Genome Sequence of Youngiibacter fragilis, the Type Strain of the Genus Youngiibacter.

The genome of Youngiibacter fragilis, the type strain of the newly described genus Youngiibacter, was sequenced. The genome consists of 3.996 Mb, with a G+C content of 46.6 mol%. Y. fragilis originates from coal-bed methane-produced water and may provide insight into the microbiological basis of biogas production in coal beds.

GENOME ANNOUNCEMENT

Youngiibacter is a newly described genus of Clostridiaceae (1). Its type strain, Youngiibacter fragilis, is a strictly anaerobic, Gram-negative, non-spore-forming rod that ferments a range of carbohydrates to ethanol, formate, acetate, and CO2. It was isolated from produced water of a coal-bed methane (CBM) production well in the Beluga River Gas Field, AK. CBM production emerged in the 1980s and has since become an important source of natural gas in the United States, China, Japan, Australia, and New Zealand (2). Geochemical and microbiological investigations have repeatedly demonstrated that biological production of methane plays an important role in the generation of methane in coal formations (2, 3). It is thought that a diverse microbial community mediates the initial activation of the complex coal matrix, and that subsequent fermentations of degradation products are coupled to the production of methane via close interactions between bacteria and methanogenic archaea (2). The biochemical mechanisms that govern anaerobic hydrocarbon activation and degradation are an area of active research. Genomic analysis of bacterial and archaeal isolates from such environments may shed light on the role that individual microbial community members play in subsurface organic matter transformations.

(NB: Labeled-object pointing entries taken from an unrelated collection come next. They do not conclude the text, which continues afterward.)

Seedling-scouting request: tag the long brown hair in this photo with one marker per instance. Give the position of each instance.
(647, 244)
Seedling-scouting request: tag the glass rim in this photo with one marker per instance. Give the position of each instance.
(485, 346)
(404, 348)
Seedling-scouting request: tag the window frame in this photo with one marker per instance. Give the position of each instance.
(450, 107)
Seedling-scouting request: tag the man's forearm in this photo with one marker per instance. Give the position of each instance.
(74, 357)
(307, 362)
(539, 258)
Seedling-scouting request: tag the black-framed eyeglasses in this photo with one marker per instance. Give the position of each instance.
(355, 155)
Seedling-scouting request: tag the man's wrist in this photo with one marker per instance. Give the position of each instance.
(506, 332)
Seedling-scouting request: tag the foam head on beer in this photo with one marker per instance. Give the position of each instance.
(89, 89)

Whole-genome shotgun sequencing of Y. fragilis was conducted via Illumina MiSeq technology by generating a library with 350-bp inserts and sequencing 250-bp paired-ends. A total of 4.68 × 106 paired-end reads were obtained, yielding 2.34 × 109 bp of raw sequences. Reads were trimmed by removing adapters, retaining sequence data with quality scores of >30. The surviving paired-end reads with sequence lengths of >100 bp (97.8% of reads) were assembled using CLC Genomics Workbench (CLC bio, Cambridge, MA). Contigs longer than 500 bp were considered for further analysis. Scaffolding of contigs was attempted using SSPACE (4) but did not improve the assembly. Assembly produced 242 contigs at ca. 350× coverage. The N50 of the assembly is 41,656 bp, and the longest contig is 216,900 bp. The 16S rRNA gene was reconstructed from reads using EMIRGE (5), yielding a single 16S rRNA gene that was 100% identical to the known sequence of Y. fragilis (1). No evidence of plasmids was observed.

Annotation was conducted using the Rapid Annotation using Subsystem Technology (RAST) pipeline (http://rast.nmpdr.org). The genome contains 3,722 predicted proteins in 374 subsystems. Among genes with predicted functions, 23% are dedicated to carbohydrate metabolism, consistent with the phenotypic characterization of Y. fragilis. The genome lacks genes for dissimilatory sulfate reduction, nitrate reduction, flagellar motion, and chemotaxis. Given the origin of Y. fragilis, the genome was further investigated for the presence of genes involved in anaerobic hydrocarbon activation, with special focus on those relevant to coal degradation. Genes involved in known pathways for the anaerobic activation of alkanes, toluene, xylenes, ethylbenzene, phenol, acetophenone, benzene, and naphthalene were not detected. These data indicate that Y. fragilis is not likely to play a role in the initial activation of coal, but rather that it plays a role in the reprocessing and secondary fermentation of carbon in the subsurface.

Nucleotide sequence accession numbers.

This whole-genome shotgun project has been deposited at DDBJ/EMBL/GenBank under the accession number AXUN00000000. The version described in this paper is version AXUN02000000.